Sources - Impresario: The Life and Times of Ed Sullivan - James Maguire

Impresario: The Life and Times of Ed Sullivan - James Maguire (2006)


One of the CBS executives I interviewed for this book, Irwin Segelstein, pointed out the difficulty of re-creating the past by talking to its participants. “One of the problems with what you do for a living,” he said, referring to writing a biography, “is that everyone gives you a version of what took place from their narrow, self-congratulatory point of view.”

That may be true, and certainly the passage of time changes memory, but the fact remains that I owe a heartfelt thanks to everyone who shared their recollections for this book. The scores of people—family members, performers, Sullivan staffers, and others who knew him personally—who shared their memories for this book added immeasurably.

First and foremost, I am deeply indebted to Betty Sullivan Precht, who generously spent hours on the telephone with me, and whose candor so greatly enriched this portrait of her father; and to her husband, Bob Precht, the Sullivan show’s producer, who not only shared his invaluable recollections, but also provided me with a list of phone numbers, and, finally, reviewed the manuscript and made suggestions; also, to Rob Precht, Sullivan’s grandson, for his nuanced and insightful sense of his grandfather.

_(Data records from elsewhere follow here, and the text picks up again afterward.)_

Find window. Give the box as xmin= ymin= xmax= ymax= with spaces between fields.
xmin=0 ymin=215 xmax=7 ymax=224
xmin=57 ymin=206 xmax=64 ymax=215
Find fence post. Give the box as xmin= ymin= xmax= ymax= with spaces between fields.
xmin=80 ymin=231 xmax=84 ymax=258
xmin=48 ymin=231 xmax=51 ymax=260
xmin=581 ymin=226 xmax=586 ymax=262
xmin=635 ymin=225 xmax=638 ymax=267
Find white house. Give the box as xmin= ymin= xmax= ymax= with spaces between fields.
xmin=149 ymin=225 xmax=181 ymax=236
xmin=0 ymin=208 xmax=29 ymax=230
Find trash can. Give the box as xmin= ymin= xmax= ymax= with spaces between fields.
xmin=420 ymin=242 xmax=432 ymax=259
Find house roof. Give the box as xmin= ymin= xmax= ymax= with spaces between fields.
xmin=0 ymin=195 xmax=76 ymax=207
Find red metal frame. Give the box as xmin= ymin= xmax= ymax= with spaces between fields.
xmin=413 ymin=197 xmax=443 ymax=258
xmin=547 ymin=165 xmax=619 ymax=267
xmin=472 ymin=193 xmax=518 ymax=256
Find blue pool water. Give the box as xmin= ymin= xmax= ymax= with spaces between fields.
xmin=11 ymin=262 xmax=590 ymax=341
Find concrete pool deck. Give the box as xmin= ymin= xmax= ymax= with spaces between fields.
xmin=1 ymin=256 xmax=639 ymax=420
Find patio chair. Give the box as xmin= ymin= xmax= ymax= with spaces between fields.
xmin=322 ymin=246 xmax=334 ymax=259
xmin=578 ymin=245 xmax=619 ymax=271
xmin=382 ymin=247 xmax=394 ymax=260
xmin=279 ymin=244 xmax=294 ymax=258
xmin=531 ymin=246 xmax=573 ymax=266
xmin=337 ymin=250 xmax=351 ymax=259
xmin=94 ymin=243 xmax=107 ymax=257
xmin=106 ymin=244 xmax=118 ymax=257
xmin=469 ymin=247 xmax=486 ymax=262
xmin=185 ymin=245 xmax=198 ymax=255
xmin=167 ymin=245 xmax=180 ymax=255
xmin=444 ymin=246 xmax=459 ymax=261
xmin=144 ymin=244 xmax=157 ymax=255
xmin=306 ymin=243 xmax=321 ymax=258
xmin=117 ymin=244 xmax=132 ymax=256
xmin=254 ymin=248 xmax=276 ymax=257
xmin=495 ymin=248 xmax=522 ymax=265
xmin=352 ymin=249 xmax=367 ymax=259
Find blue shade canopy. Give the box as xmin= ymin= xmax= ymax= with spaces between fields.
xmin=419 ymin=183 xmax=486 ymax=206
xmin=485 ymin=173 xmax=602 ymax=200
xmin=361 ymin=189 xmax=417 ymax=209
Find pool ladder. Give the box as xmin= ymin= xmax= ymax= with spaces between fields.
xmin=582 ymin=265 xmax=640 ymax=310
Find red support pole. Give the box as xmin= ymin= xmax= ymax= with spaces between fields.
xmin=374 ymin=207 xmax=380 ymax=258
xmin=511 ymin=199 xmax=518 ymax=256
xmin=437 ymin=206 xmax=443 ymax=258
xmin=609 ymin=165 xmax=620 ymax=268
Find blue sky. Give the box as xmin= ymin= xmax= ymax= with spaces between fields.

I owe a special thanks to those Sullivan staff members who shared their thoughts; their behind-the-scenes insight on the show and Sullivan helped immeasurably: Susan Abramson, Bill Bohnert, Vince Calandra, Emily Cole, Vinna Foote, Barbara Gallagher, Verna Grafeld, Bernie Illson, Kathy Kuehl, John Moffit, Sistie Moffit, Russ Petranto, Peter Prichard, Jim Russek, and Mary Lynn Shapiro.

Equally important were the memories of performers and others who knew Sullivan or his times intimately, including Carl Ballantine, Carol Burnett, George Carlin, Jack Carter, Mike Dann, Larry Epstein, Phyllis Diller, Eric Fettmann, Connie Francis, Bill Gallo, Shecky Greene, Sherry Hackett, Will Jordan, Jane Kean, Andrew Lazlo, Preston Levi, Ray Manzarek, Jackie Mason, Jean Moore, Paul Winchell, Walter Podrazik, Joan Rivers, Irwin Segelstein, Andrew Solt, and Bruce Spizer.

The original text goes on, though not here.